Electronic ticketing: the difference it makes

24 June 2005  •  Author(s): Tony Yeung, Chairman, Commission on Information Technology and Innovation, UITP

Electronic Ticketing (ET) systems have been implemented for years in major public transport networks, whether in Europe (London and Paris), in Asia (Hong Kong and Singapore) or in South America (Santiago de Chile) and many companies around the world intend to follow this path. But now that these systems have been implemented, can it be claimed that smartcards improve the efficiency and quality of the network? What are the benefits of ET for public transport authorities, operators and most importantly, passengers?

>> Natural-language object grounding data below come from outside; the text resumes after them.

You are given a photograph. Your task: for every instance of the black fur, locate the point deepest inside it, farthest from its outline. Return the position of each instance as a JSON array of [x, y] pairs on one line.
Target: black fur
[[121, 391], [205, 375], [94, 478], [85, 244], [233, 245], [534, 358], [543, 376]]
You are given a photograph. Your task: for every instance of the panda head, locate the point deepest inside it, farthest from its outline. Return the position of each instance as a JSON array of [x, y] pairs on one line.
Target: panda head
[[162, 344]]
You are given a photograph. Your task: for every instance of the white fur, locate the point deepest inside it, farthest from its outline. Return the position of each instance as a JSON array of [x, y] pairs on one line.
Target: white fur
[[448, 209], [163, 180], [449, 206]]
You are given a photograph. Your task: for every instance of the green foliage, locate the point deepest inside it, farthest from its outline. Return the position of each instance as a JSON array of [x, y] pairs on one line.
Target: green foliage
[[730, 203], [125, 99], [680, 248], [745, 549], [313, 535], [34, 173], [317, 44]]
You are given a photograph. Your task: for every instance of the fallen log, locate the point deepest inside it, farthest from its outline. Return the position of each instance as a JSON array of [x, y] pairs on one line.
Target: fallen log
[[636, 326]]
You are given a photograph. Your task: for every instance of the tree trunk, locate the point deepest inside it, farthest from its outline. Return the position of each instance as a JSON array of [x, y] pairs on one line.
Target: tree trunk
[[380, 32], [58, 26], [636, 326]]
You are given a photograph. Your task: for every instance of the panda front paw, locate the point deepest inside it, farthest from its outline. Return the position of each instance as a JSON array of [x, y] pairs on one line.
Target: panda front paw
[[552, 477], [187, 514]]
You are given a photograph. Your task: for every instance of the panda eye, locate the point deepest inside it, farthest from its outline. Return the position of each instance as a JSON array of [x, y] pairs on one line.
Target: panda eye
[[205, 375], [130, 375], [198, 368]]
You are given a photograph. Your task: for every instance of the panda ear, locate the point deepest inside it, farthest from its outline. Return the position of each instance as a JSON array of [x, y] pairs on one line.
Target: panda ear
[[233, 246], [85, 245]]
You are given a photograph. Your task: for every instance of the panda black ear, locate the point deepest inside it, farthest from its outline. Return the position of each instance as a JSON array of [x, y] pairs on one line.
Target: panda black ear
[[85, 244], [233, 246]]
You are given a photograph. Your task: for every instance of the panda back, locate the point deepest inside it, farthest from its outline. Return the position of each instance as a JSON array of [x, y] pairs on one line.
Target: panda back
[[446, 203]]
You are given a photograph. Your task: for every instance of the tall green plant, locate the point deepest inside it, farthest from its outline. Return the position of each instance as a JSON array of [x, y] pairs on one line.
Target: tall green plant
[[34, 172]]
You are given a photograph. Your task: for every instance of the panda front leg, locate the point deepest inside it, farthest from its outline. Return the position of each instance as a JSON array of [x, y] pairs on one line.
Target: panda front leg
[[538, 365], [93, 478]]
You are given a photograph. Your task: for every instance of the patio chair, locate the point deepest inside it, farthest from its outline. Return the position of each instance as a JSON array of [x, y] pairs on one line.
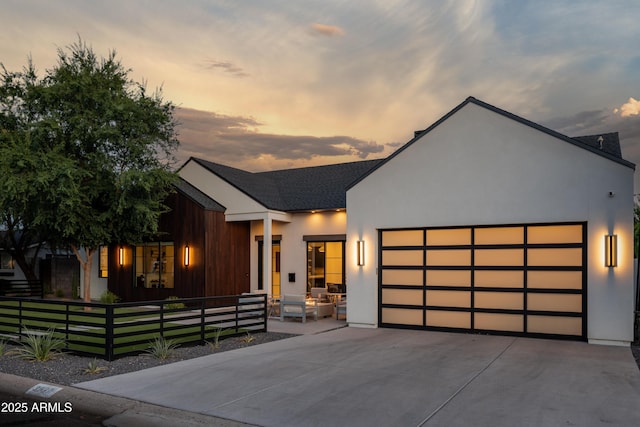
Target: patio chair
[[297, 306], [341, 307], [323, 304]]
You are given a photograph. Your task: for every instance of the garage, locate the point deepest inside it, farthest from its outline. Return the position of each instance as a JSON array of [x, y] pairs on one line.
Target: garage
[[486, 222], [527, 279]]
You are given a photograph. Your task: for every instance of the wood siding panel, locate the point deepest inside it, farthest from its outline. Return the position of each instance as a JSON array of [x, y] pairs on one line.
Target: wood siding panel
[[219, 255]]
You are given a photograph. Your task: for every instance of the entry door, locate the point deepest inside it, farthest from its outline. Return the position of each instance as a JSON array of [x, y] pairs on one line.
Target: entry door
[[275, 266], [507, 279]]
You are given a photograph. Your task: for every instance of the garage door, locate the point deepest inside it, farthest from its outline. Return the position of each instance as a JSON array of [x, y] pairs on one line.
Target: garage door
[[507, 279]]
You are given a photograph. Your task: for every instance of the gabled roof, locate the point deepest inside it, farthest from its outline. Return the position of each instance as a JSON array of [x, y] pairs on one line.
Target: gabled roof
[[607, 142], [198, 196], [610, 147], [294, 190]]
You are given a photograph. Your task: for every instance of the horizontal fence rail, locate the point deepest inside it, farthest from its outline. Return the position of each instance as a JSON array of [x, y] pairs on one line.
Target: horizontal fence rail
[[110, 331], [21, 288]]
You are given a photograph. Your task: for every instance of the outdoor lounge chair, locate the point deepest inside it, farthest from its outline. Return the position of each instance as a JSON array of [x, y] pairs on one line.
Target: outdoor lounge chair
[[324, 306], [297, 306], [341, 307]]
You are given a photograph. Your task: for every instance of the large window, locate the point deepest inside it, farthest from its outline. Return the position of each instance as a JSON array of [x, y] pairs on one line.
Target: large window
[[6, 261], [325, 265], [104, 261], [154, 265]]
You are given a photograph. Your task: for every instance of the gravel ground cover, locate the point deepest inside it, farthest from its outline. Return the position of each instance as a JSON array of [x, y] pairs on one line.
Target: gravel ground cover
[[68, 369]]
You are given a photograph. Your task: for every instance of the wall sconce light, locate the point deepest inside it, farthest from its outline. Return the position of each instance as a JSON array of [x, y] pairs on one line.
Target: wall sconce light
[[360, 253], [611, 250]]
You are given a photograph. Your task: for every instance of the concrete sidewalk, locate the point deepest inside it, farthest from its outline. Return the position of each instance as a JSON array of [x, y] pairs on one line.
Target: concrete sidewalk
[[385, 377]]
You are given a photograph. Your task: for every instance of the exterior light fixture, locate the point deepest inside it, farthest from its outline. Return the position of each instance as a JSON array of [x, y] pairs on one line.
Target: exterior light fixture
[[360, 253], [611, 250]]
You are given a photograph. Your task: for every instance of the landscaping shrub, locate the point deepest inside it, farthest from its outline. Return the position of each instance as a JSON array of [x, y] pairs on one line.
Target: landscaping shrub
[[161, 348], [39, 346]]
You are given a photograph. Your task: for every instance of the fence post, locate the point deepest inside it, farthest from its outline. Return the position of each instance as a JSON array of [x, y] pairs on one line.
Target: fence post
[[20, 320], [202, 305], [237, 298], [66, 325], [265, 313], [162, 319], [109, 332]]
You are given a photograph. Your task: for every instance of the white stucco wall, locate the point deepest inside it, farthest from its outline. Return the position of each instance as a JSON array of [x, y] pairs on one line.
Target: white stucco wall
[[479, 167], [293, 249]]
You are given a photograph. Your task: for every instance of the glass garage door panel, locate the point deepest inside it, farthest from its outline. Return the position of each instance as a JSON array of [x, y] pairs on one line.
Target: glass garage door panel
[[512, 279], [401, 316]]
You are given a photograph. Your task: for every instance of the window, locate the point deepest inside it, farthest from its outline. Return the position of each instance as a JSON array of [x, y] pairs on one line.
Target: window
[[104, 261], [154, 265], [325, 265], [6, 261]]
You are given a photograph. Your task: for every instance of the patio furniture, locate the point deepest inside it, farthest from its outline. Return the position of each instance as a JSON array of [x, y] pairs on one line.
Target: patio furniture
[[341, 307], [298, 306], [324, 304]]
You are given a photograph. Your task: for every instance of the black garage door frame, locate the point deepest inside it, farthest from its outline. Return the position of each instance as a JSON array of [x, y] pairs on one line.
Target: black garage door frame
[[472, 309]]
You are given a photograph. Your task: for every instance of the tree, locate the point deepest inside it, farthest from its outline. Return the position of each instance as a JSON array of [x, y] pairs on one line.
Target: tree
[[97, 153]]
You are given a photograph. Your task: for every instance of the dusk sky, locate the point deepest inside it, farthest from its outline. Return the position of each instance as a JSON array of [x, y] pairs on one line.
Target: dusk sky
[[274, 84]]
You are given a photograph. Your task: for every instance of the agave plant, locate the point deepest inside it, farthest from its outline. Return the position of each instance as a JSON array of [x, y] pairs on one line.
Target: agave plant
[[161, 348], [39, 346], [215, 344], [94, 368]]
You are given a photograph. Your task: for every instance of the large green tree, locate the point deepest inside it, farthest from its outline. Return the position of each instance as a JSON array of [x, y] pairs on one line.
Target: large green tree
[[86, 154]]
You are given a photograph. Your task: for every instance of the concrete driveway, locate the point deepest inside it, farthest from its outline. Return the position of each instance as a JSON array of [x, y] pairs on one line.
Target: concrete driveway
[[384, 377]]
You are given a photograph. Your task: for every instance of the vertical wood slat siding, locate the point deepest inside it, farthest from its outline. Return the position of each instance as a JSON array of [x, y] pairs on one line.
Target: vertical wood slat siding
[[220, 255]]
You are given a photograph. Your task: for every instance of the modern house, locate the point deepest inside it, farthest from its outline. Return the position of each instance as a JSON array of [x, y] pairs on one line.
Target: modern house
[[483, 222], [487, 222]]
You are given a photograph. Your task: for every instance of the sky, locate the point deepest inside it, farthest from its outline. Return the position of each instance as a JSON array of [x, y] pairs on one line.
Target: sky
[[274, 84]]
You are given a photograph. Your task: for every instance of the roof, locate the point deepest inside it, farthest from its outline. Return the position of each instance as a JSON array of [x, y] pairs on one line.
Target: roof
[[607, 142], [610, 148], [300, 189], [198, 196]]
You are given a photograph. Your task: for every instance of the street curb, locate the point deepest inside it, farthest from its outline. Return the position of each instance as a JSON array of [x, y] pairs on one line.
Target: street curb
[[118, 411]]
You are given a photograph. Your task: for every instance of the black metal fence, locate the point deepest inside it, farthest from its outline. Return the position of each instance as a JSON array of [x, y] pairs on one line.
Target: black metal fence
[[110, 331], [21, 288]]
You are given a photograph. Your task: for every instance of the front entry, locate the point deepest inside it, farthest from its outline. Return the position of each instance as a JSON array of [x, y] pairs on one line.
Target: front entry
[[275, 267], [508, 279]]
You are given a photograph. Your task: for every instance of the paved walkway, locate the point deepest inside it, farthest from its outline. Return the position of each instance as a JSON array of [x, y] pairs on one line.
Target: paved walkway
[[384, 377]]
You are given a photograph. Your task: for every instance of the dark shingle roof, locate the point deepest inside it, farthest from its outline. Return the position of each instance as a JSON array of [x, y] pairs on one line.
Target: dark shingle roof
[[607, 142], [198, 196], [300, 189]]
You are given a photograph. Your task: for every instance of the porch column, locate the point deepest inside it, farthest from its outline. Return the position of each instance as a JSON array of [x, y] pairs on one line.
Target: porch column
[[267, 253]]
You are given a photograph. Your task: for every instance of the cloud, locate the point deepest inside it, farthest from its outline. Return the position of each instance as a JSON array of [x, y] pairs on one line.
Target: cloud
[[326, 30], [225, 66], [237, 141], [630, 108]]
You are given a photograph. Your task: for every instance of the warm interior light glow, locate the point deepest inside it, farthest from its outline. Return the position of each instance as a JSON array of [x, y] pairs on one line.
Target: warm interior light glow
[[360, 252], [611, 250]]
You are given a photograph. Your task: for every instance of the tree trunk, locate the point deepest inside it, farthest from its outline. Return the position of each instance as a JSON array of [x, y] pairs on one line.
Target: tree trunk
[[86, 264], [27, 268]]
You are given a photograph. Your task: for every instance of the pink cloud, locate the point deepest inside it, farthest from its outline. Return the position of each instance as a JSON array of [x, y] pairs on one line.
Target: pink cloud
[[630, 108]]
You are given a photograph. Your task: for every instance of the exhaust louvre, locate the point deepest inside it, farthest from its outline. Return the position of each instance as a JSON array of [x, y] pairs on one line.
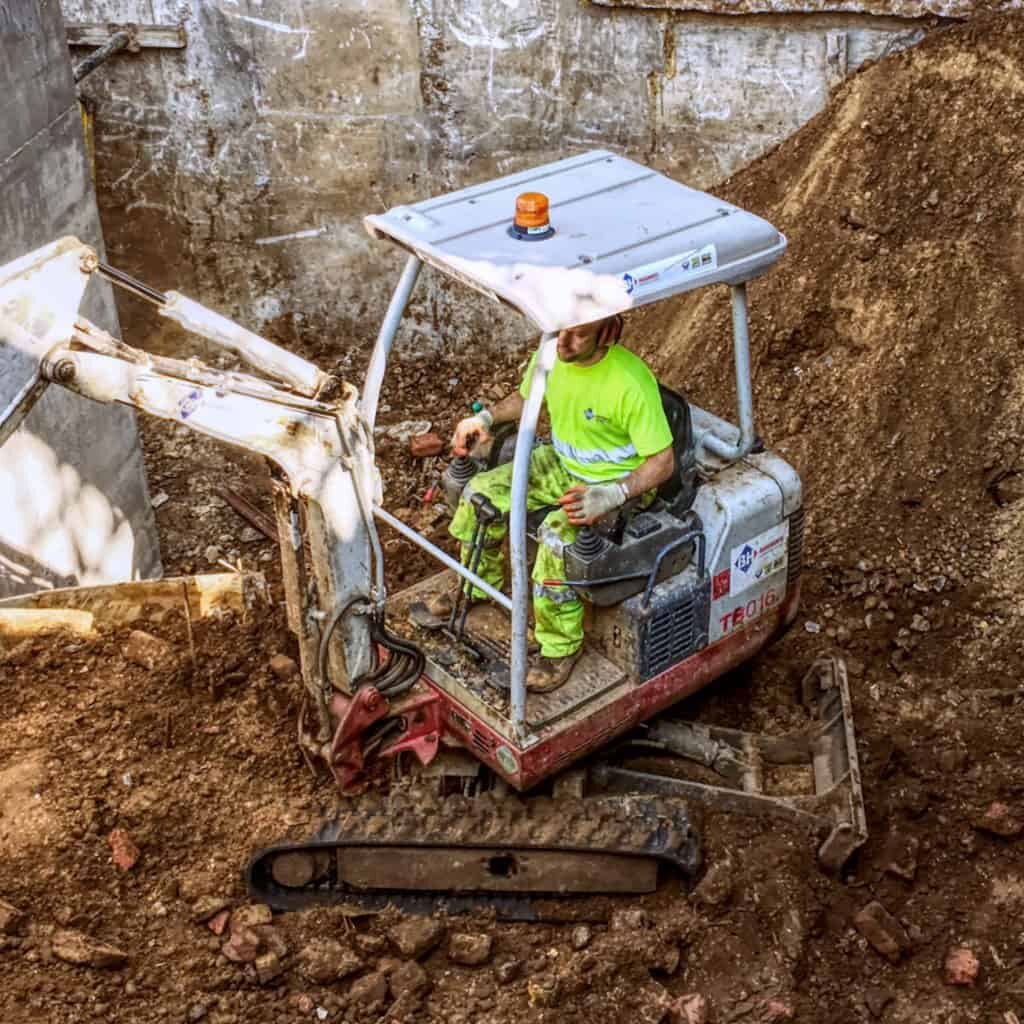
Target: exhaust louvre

Local (and regional) authorities are nowadays faced with complex mobility issues. Their constituents expect them to find innovative, quick and affordable solutions to the massive problem of congestion, which has become a common situation in any city around the world. To this end, it appears that ET is a unique opportunity to achieve mobility in cities. ET systems are indeed the easiest way to create seamless journeys in public transport networks: passengers can hop on a bus, then take a local train or use the metro with the same ticket, but they can also change operator without even realising it. Transport authorities are then able to offer a unified fare media model, upgrading not only the efficiency but also the image of the transport network of their area of influence. In the same vein, they can introduce flexible and more complex tariffs, making a difference in fare prices for passengers travelling during peak hours or off peak hours, for instance. Citizens who are granted special rights, like students, elderly or disabled people, are also assured to benefit from a fare adapted to their situation.